In the context of a campaign against perceived "middle-class complacency" in British filmmaking, Sight and Sound editor Gavin Lambert (writing under a pseudonym) attacked the film's "specious brand of mediocrity" and suggested the film was "boring and parochial", views that caused outrage.

Upon the film's American release in early 1951, critic Bosley Crowther of The New York Times wrote: "A warm and affectionate tribute to the London metropolitan police in the daily performance of their duties is cleverly interlaced with a good running crime melodrama of a conspicuously realistic sort ... Full of fresh human interest touches, as well as honest admiration for the police, this film combines lively entertainment with a solid chunk of social argument."

===Box-office===
The film had the highest audiences in Britain for a British film that year. According to Kinematograph Weekly the "biggest winners" at the box office in 1950 Britain were The Blue Lamp, The Happiest Days of Your Life, Annie Get Your Gun, The Wooden Horse, Treasure Island and Odette.

===Awards===
The film won the 1951 BAFTA Award for Best British Film and was nominated for the Golden Lion at the 1950 Venice Film Festival.

==Legacy==
In 1951, a stage play of the same name was written by Willis and Read. It ran for 32 performances at the Hippodrome in London. It also played at the Hippodrome in Bristol. In 1952, the play ran for 192 performances in a summer season at the Grand Theatre, Blackpool, Lancashire. Gordon Harker took the role of George Dixon, while Jack Warner played Chief Inspector Cherry.

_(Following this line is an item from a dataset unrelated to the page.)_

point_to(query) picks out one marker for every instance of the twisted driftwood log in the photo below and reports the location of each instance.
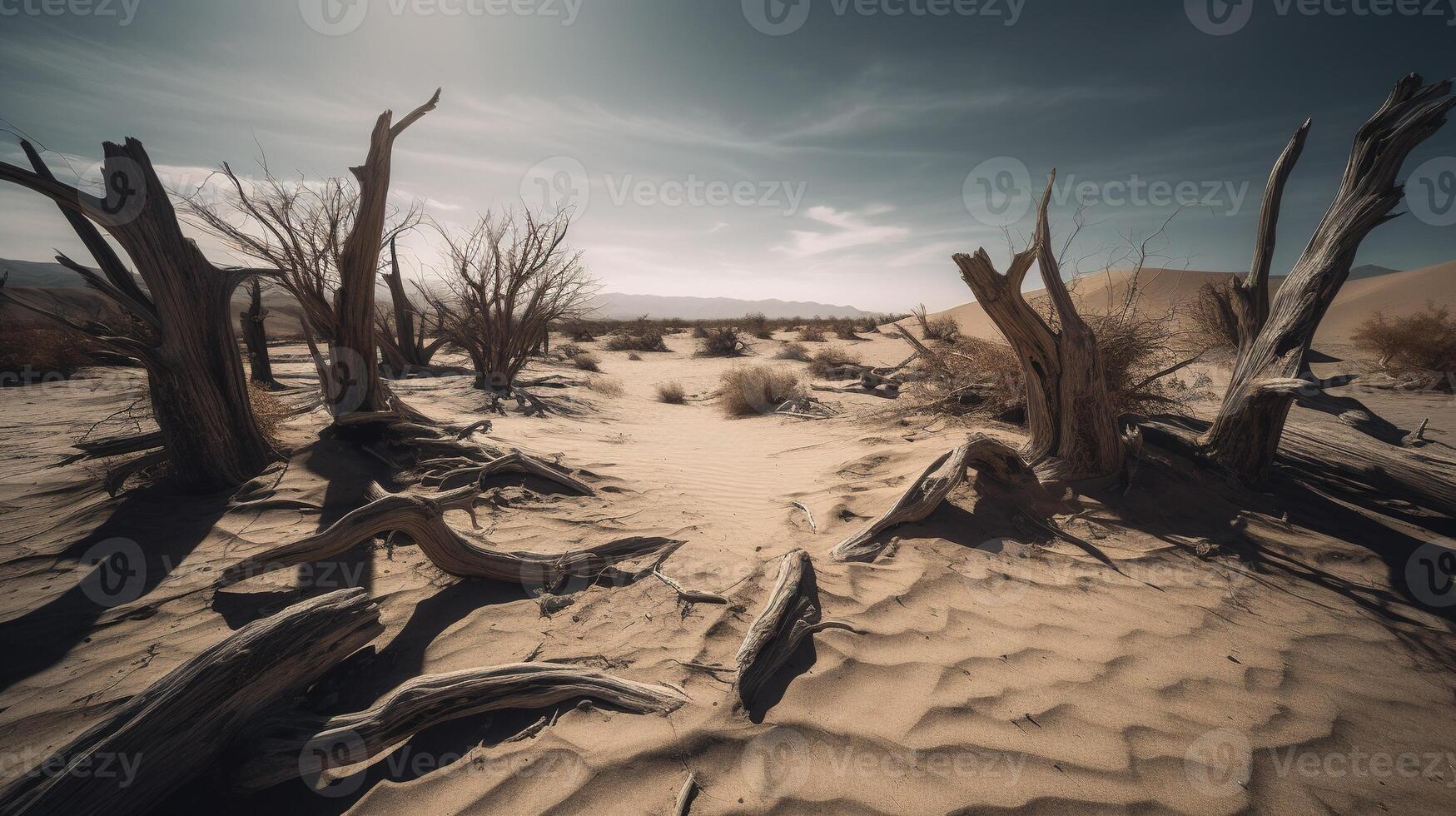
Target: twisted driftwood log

Several of the characters and actors were carried over into the TV series Dixon of Dock Green, including the resurrected Dixon, still played by Warner. The series ran on BBC Television (BBC1) for twenty-one years from 1955 to 1976, with Warner being over eighty by the time of its conclusion.

In 1988, Arthur Ellis's satirical BBC Two play The Black and Blue Lamp had the film characters of Riley (Sean Chapman) and PC "Taffy" Hughes (Karl Johnson) transported forward in time into an episode of The Filth, a gritty contemporary police television series, replacing their modern-day counterparts.

In 2010, the BBC Television drama Ashes to Ashes concluded with a short clip of George Dixon, referring to the similarity to Dixon's death in The Blue Lamp and subsequent resurrection for the television series and the underlying plot of the show.